Plus dramatiques encore, les récits que propose Rachid Oujdi (auteur et réalisateur du documentaire J’ai marché jusqu’à vous) du parcours de "mineurs non accompagnés" qui arrivent à Marseille : "Contrairement aux idées reçues", ces jeunes "ne partent pas pour venir chez nous, en fait ils quittent leurs pays pour un pays limitrophe, s’imaginant que l’herbe y est plus verte. Ensuite, ils poursuivent leur chemin vers une autre région, un autre pays. Puis (...) ils rencontrent des personnes qui leur font miroiter que plus au Nord, la vie sera plus facile (...) Ils travaillent alors pour la majorité dans le bâtiment.
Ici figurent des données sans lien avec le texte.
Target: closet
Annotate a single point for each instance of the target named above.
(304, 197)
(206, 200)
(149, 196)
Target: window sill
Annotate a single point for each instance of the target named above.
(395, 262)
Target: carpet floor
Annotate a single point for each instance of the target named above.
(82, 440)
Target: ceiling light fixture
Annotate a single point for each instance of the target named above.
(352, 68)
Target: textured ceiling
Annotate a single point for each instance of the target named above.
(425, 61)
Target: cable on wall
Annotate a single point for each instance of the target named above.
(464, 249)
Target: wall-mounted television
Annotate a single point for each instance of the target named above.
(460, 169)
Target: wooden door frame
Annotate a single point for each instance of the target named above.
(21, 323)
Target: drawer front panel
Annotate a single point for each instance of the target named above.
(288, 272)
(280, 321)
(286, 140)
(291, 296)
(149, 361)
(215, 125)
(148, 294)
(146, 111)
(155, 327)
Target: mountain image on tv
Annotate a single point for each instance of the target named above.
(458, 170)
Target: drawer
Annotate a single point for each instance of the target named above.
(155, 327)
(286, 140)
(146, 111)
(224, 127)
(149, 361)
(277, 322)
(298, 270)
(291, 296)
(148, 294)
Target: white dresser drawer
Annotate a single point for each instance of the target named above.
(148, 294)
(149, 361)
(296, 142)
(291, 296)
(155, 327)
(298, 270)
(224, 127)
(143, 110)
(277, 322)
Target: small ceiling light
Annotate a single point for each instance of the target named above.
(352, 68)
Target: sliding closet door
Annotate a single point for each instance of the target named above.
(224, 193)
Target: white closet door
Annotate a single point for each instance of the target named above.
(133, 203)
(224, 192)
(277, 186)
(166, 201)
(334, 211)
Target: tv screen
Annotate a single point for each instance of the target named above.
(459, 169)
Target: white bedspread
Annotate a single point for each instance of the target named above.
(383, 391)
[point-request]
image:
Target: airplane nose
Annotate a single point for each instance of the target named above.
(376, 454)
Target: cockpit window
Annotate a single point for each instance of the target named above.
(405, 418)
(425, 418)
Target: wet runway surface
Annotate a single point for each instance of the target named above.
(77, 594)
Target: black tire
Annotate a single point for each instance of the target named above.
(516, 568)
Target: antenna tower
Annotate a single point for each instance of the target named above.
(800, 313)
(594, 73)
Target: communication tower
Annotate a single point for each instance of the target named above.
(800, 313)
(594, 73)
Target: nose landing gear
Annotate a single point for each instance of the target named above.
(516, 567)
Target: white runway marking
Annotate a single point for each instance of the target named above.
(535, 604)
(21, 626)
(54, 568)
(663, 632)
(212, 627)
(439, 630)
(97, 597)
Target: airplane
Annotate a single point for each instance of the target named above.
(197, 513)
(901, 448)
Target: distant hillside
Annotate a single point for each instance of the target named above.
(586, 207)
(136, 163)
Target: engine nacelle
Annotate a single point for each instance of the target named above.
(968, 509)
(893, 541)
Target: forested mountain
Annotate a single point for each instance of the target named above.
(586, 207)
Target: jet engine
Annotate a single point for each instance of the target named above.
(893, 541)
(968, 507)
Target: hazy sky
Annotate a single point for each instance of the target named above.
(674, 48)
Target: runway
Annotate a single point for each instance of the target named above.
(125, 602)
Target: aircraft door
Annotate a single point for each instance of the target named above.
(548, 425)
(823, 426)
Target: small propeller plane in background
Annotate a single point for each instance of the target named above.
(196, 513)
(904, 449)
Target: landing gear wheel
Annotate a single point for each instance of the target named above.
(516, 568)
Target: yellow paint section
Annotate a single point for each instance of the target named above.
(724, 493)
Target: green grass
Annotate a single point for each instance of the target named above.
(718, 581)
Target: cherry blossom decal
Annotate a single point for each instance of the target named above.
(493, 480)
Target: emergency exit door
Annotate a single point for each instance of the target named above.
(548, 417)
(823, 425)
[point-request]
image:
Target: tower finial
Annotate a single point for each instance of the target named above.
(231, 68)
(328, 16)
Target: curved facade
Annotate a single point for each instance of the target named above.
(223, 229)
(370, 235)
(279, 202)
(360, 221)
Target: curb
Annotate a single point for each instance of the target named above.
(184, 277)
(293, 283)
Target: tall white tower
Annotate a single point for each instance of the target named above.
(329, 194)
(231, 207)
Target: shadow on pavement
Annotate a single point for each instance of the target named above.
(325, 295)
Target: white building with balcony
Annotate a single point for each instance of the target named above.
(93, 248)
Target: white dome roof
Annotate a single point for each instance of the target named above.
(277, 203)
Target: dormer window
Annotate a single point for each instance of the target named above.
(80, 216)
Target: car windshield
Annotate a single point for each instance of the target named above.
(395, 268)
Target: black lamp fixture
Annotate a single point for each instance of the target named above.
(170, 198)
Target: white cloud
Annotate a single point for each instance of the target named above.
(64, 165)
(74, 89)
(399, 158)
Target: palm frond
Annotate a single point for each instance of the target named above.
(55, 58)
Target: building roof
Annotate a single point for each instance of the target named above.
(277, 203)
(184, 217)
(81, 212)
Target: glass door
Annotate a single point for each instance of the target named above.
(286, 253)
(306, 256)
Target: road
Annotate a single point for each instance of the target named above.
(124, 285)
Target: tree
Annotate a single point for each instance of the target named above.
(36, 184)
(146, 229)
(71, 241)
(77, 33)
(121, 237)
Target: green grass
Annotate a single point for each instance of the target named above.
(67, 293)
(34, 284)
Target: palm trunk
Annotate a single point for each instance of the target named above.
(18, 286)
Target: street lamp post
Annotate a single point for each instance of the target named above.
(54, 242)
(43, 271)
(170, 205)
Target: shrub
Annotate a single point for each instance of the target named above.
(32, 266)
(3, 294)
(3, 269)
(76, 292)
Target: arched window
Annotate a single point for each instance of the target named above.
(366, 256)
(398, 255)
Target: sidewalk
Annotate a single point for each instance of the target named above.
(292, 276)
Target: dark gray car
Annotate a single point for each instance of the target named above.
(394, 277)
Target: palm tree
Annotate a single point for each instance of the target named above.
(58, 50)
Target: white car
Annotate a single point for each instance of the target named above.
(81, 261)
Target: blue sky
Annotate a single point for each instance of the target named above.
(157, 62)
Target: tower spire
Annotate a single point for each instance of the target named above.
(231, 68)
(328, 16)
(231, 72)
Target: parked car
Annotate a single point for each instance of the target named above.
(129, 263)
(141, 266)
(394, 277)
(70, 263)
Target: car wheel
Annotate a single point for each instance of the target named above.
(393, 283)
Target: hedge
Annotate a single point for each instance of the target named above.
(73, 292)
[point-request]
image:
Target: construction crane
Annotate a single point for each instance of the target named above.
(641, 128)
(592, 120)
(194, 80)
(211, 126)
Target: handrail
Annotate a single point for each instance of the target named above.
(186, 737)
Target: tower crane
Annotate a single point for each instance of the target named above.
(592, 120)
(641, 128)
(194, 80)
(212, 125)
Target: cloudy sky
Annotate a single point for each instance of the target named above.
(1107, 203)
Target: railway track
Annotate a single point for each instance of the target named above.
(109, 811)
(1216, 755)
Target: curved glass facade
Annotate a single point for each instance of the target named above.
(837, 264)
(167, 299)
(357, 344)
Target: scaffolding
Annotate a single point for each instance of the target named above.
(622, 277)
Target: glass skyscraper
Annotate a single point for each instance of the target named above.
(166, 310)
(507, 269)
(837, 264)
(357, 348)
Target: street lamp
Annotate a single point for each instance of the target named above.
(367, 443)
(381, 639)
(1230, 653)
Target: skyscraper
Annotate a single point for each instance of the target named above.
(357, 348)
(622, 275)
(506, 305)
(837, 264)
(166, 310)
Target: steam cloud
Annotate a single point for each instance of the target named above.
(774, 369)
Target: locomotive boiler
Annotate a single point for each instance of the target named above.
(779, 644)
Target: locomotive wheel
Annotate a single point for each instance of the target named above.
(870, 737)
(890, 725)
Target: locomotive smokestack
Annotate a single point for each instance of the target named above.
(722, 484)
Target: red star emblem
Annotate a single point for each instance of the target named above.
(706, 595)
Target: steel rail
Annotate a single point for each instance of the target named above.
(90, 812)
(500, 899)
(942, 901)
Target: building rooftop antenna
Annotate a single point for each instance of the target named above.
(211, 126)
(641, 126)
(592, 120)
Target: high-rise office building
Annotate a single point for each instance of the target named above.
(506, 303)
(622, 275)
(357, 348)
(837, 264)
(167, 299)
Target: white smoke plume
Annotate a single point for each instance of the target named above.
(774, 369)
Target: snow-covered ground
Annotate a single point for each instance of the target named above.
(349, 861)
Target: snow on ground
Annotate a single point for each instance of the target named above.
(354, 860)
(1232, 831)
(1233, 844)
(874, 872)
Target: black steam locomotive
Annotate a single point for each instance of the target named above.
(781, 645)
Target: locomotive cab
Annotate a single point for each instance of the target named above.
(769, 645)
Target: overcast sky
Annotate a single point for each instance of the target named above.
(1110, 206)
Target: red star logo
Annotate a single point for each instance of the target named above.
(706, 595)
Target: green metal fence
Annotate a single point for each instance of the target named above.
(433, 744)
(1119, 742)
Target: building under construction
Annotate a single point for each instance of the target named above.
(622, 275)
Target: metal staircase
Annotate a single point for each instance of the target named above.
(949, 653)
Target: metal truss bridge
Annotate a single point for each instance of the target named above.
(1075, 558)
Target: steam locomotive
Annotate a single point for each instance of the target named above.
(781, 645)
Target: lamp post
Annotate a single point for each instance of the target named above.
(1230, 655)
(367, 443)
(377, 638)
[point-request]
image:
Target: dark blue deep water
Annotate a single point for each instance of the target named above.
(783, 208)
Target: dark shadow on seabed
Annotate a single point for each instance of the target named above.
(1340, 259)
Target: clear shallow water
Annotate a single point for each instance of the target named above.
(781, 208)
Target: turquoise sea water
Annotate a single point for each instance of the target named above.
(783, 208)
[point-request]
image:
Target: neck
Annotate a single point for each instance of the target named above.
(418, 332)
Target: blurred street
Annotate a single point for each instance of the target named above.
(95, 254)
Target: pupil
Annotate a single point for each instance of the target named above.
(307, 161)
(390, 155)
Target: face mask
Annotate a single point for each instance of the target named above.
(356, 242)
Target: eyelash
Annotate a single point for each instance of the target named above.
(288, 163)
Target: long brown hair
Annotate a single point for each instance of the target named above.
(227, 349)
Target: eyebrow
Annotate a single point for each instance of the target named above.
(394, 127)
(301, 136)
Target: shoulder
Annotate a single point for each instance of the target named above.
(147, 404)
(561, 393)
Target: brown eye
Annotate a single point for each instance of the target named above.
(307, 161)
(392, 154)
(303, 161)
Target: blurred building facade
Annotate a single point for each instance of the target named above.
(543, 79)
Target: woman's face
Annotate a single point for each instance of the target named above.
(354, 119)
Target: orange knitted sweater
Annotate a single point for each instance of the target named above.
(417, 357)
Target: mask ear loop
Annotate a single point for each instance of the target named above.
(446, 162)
D’autres sont torturés, mis en prison ou rackettés ; on leur demande de téléphoner au pays pour se faire envoyer de l’argent. Et puis, un jour on leur signifie qu’ils devront prendre le bateau. Une façon de s’en débarrasser (...) Le retour leur est alors impossible car ils ne veulent pas revivre l’enfer du chemin inverse."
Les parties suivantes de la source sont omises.